Last month, after a suicide bomber killed 22 others and injured
scores more at an Ariana Grande concert in Manchester, England,
Trump labeled terrorists “evil losers” and vowed to obliterate
“this wicked ideology.”
Trump last week also prematurely called a deadly attack in a
casino in the Philippines a “terrorist attack.” Philippine President
Rodrigo Duterte later said it was not the work of terrorists but a “crazy” gunman.
Trump’s response to this weekend’s London Bridge incident won praise
Sunday morning from friend Nigel Farage, who as head of the UK Independence
Party led last year’s Brexit movement, which Trump supported and saw as a
precursor to his own election.
In an interview on Fox News Channel’s “Fox and Friends,” a show Trump
is known to watch frequently, Farage sharply criticized Khan and May’s
responses to the London attack as too timid and politically correct.

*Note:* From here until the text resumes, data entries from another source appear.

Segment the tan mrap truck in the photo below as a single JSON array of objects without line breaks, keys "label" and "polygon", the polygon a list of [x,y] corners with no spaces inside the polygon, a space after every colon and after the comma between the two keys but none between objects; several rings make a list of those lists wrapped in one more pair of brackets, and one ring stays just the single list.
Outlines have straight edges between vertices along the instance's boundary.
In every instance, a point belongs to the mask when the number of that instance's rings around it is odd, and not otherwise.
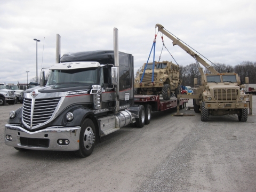
[{"label": "tan mrap truck", "polygon": [[[254,116],[252,111],[252,94],[246,94],[243,90],[244,85],[241,85],[240,78],[235,73],[219,73],[209,65],[198,54],[195,53],[190,47],[181,42],[164,27],[159,24],[156,25],[159,31],[162,33],[173,41],[173,45],[178,45],[187,53],[193,57],[198,66],[201,75],[201,85],[193,89],[193,95],[178,95],[180,98],[193,99],[194,109],[196,113],[201,113],[201,121],[208,121],[209,116],[237,114],[238,121],[246,122],[247,117]],[[199,63],[210,71],[204,74]],[[245,77],[245,83],[248,83],[249,78]],[[194,79],[197,85],[197,79]],[[249,113],[248,114],[248,109]],[[179,113],[177,108],[177,114]]]},{"label": "tan mrap truck", "polygon": [[[134,90],[138,94],[162,94],[169,100],[172,93],[179,94],[180,67],[172,62],[163,61],[144,63],[142,71],[135,78]],[[153,75],[154,73],[154,75]],[[152,77],[154,75],[154,78]]]}]

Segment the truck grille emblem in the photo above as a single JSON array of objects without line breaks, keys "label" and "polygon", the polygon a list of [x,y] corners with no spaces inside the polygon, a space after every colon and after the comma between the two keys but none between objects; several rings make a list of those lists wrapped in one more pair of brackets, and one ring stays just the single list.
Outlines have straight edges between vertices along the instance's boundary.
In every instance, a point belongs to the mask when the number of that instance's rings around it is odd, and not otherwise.
[{"label": "truck grille emblem", "polygon": [[38,93],[37,93],[35,91],[34,91],[31,93],[31,95],[34,98],[35,98],[35,97],[36,97],[36,95],[37,95]]}]

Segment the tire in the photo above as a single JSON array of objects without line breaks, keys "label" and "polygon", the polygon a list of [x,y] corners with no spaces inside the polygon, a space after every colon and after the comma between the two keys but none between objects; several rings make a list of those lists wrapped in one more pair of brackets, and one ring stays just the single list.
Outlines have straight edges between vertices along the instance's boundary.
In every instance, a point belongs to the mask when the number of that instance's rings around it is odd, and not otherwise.
[{"label": "tire", "polygon": [[151,107],[149,104],[146,105],[145,109],[145,124],[148,125],[150,123]]},{"label": "tire", "polygon": [[163,90],[162,91],[162,95],[163,99],[165,100],[169,100],[171,98],[171,86],[169,84],[164,85]]},{"label": "tire", "polygon": [[206,122],[209,117],[209,110],[205,109],[205,102],[202,102],[201,108],[201,121]]},{"label": "tire", "polygon": [[193,105],[194,111],[197,113],[200,113],[200,110],[199,110],[199,109],[200,108],[200,106],[196,105],[195,99],[193,99]]},{"label": "tire", "polygon": [[13,99],[12,100],[10,100],[8,101],[8,104],[9,105],[14,105],[16,103],[16,99]]},{"label": "tire", "polygon": [[78,157],[85,158],[90,155],[95,146],[94,124],[92,120],[86,118],[81,126],[81,131],[79,137],[79,150],[75,151]]},{"label": "tire", "polygon": [[6,101],[5,101],[5,98],[3,97],[0,97],[0,106],[5,105],[6,103]]},{"label": "tire", "polygon": [[15,149],[19,151],[27,151],[29,150],[27,149],[20,148],[19,147],[13,147]]},{"label": "tire", "polygon": [[180,94],[180,88],[177,87],[175,89],[175,97],[176,98],[178,97],[178,95]]},{"label": "tire", "polygon": [[237,115],[238,116],[238,120],[242,122],[246,122],[248,117],[248,109],[242,109],[240,111],[239,115]]},{"label": "tire", "polygon": [[139,111],[139,117],[135,119],[137,127],[142,128],[145,124],[145,108],[143,106],[140,106]]}]

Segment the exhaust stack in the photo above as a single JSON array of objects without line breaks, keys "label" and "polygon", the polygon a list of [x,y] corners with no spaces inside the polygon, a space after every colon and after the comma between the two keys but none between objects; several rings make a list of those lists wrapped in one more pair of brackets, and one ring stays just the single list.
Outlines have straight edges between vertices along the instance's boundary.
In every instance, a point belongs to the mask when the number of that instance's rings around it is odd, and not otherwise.
[{"label": "exhaust stack", "polygon": [[117,83],[116,89],[116,108],[115,113],[117,113],[119,111],[119,50],[118,50],[118,29],[114,28],[114,66],[117,68],[116,76],[117,77]]},{"label": "exhaust stack", "polygon": [[60,62],[60,35],[56,34],[56,63]]}]

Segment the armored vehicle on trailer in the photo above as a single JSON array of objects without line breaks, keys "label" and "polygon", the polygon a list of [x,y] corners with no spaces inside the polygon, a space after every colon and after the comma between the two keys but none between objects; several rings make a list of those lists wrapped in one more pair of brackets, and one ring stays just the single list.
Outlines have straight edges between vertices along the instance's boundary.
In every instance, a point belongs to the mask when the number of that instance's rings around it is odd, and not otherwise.
[{"label": "armored vehicle on trailer", "polygon": [[134,89],[137,94],[162,94],[165,100],[170,100],[173,93],[176,97],[179,94],[181,81],[178,65],[167,61],[155,62],[154,66],[153,62],[144,63],[142,71],[135,78]]}]

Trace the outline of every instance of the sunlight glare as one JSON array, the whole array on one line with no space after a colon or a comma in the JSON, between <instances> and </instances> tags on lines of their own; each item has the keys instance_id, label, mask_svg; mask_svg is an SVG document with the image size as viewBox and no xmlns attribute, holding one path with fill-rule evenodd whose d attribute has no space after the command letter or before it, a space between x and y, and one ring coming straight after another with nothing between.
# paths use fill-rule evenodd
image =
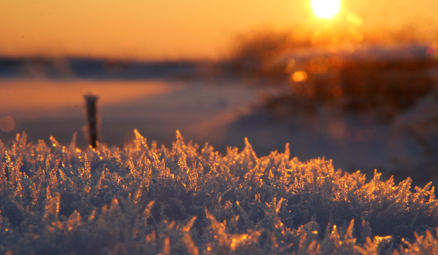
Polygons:
<instances>
[{"instance_id":1,"label":"sunlight glare","mask_svg":"<svg viewBox=\"0 0 438 255\"><path fill-rule=\"evenodd\" d=\"M330 18L341 9L341 0L311 0L310 6L318 17Z\"/></svg>"}]
</instances>

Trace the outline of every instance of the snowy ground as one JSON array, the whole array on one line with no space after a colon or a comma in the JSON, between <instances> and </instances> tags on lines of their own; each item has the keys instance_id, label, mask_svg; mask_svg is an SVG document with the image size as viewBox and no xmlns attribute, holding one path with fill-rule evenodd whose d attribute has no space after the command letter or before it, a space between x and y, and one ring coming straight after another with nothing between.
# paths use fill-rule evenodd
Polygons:
<instances>
[{"instance_id":1,"label":"snowy ground","mask_svg":"<svg viewBox=\"0 0 438 255\"><path fill-rule=\"evenodd\" d=\"M53 135L66 144L77 132L78 146L85 146L83 95L90 91L99 95L101 141L109 145L122 146L136 128L149 142L168 146L179 129L186 141L201 146L208 142L222 153L227 146L242 149L248 137L259 156L283 151L288 142L292 156L301 161L325 156L335 168L360 170L368 177L377 169L385 178L410 176L419 185L438 180L435 95L387 125L328 108L312 117L275 119L255 110L262 87L237 81L3 79L0 139L7 142L25 131L30 141L47 142ZM6 132L11 118L15 127Z\"/></svg>"}]
</instances>

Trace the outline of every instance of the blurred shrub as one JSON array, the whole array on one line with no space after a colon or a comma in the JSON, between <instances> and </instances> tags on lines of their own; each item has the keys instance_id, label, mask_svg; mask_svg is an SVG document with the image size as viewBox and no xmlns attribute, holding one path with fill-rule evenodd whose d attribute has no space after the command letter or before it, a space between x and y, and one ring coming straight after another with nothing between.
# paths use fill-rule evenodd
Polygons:
<instances>
[{"instance_id":1,"label":"blurred shrub","mask_svg":"<svg viewBox=\"0 0 438 255\"><path fill-rule=\"evenodd\" d=\"M324 158L171 148L136 131L84 151L24 133L0 142L2 254L437 254L429 183L366 181Z\"/></svg>"}]
</instances>

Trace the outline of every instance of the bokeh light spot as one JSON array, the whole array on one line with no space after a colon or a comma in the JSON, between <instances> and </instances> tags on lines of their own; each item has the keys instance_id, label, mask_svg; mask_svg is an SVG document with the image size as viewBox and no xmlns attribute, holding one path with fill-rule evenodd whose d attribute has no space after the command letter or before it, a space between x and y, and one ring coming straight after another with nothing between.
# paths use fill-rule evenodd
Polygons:
<instances>
[{"instance_id":1,"label":"bokeh light spot","mask_svg":"<svg viewBox=\"0 0 438 255\"><path fill-rule=\"evenodd\" d=\"M307 73L304 71L297 71L292 74L292 80L299 83L307 80Z\"/></svg>"},{"instance_id":2,"label":"bokeh light spot","mask_svg":"<svg viewBox=\"0 0 438 255\"><path fill-rule=\"evenodd\" d=\"M312 0L310 5L315 16L330 18L339 12L341 0Z\"/></svg>"},{"instance_id":3,"label":"bokeh light spot","mask_svg":"<svg viewBox=\"0 0 438 255\"><path fill-rule=\"evenodd\" d=\"M0 129L8 133L15 128L15 121L11 116L4 116L0 119Z\"/></svg>"}]
</instances>

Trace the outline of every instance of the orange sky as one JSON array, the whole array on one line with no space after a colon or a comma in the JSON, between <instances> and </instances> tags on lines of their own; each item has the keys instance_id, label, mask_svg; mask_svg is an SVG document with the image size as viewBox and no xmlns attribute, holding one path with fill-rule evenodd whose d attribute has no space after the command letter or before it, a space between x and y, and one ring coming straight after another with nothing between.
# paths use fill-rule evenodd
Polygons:
<instances>
[{"instance_id":1,"label":"orange sky","mask_svg":"<svg viewBox=\"0 0 438 255\"><path fill-rule=\"evenodd\" d=\"M314 25L310 0L2 0L0 55L215 59L239 33ZM342 15L360 16L369 28L438 20L436 0L343 5Z\"/></svg>"}]
</instances>

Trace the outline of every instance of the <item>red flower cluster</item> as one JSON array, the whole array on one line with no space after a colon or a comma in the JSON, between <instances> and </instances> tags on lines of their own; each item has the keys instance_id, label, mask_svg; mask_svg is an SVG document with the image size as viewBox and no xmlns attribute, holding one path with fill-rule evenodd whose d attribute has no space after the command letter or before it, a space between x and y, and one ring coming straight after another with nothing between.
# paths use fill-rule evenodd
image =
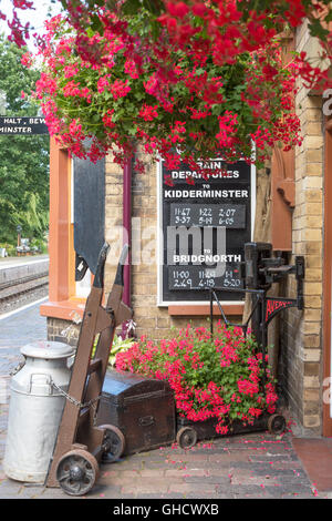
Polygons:
<instances>
[{"instance_id":1,"label":"red flower cluster","mask_svg":"<svg viewBox=\"0 0 332 521\"><path fill-rule=\"evenodd\" d=\"M232 420L252 423L264 410L273 412L278 399L269 370L262 386L262 355L253 338L220 321L215 337L188 325L158 345L142 338L117 354L116 369L168 380L178 413L191 421L215 418L219 433Z\"/></svg>"}]
</instances>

He also lamented that the city had become, in his assessment, a safe
harbor for Muslim “radicals.”
“We don’t just want speeches given outside 10 Downing Street,” Farage said. “We
want genuine action. And if there’s not action, then the calls for internment will grow.”
Trump echoed Farage’s broad sentiment, assailing political correctness
in the United States as well. “We must stop being politically correct
and get down to the business of security for our people. If we don’t
get smart it will only get worse,” Trump said on Twitter.
Although Trump and May have a relationship that both countries
describe as positive and productive, Trump has long tangled with
Khan, a member of the Labour Party who was elected mayor
last year, London’s first Muslim chief executive.
Khan has positioned himself as a moral and ideological foil to Trump.
During last year’s U.S. presidential campaign, Trump proposed
banning all Muslims from entering the United States, but suggested
he would make an exception for London’s mayor. Khan responded
by saying Trump had an “ignorant view of Islam.”
In January, Khan criticized Trump’s travel ban on people from
seven majority-Muslim countries — it was later revised to six.
The mayor called it “shameful and cruel,” saying that the policy “flies
in the face of the values of freedom and tolerance.”
And just last week, Khan joined the chorus of foreign leaders denouncing
Trump’s decision to withdraw the United States from the landmark
Paris climate agreement.
After the London attack, Trump’s critics chastised him
for continuing his feud with Khan.
“I don’t think that a major terrorist attack like this is the time
to be divisive and to criticize a mayor who’s trying to organize
his city’s response to this attack,” former vice president Al Gore
said Sunday on CNN. “The terrorists want us to live in a state of constant fear.”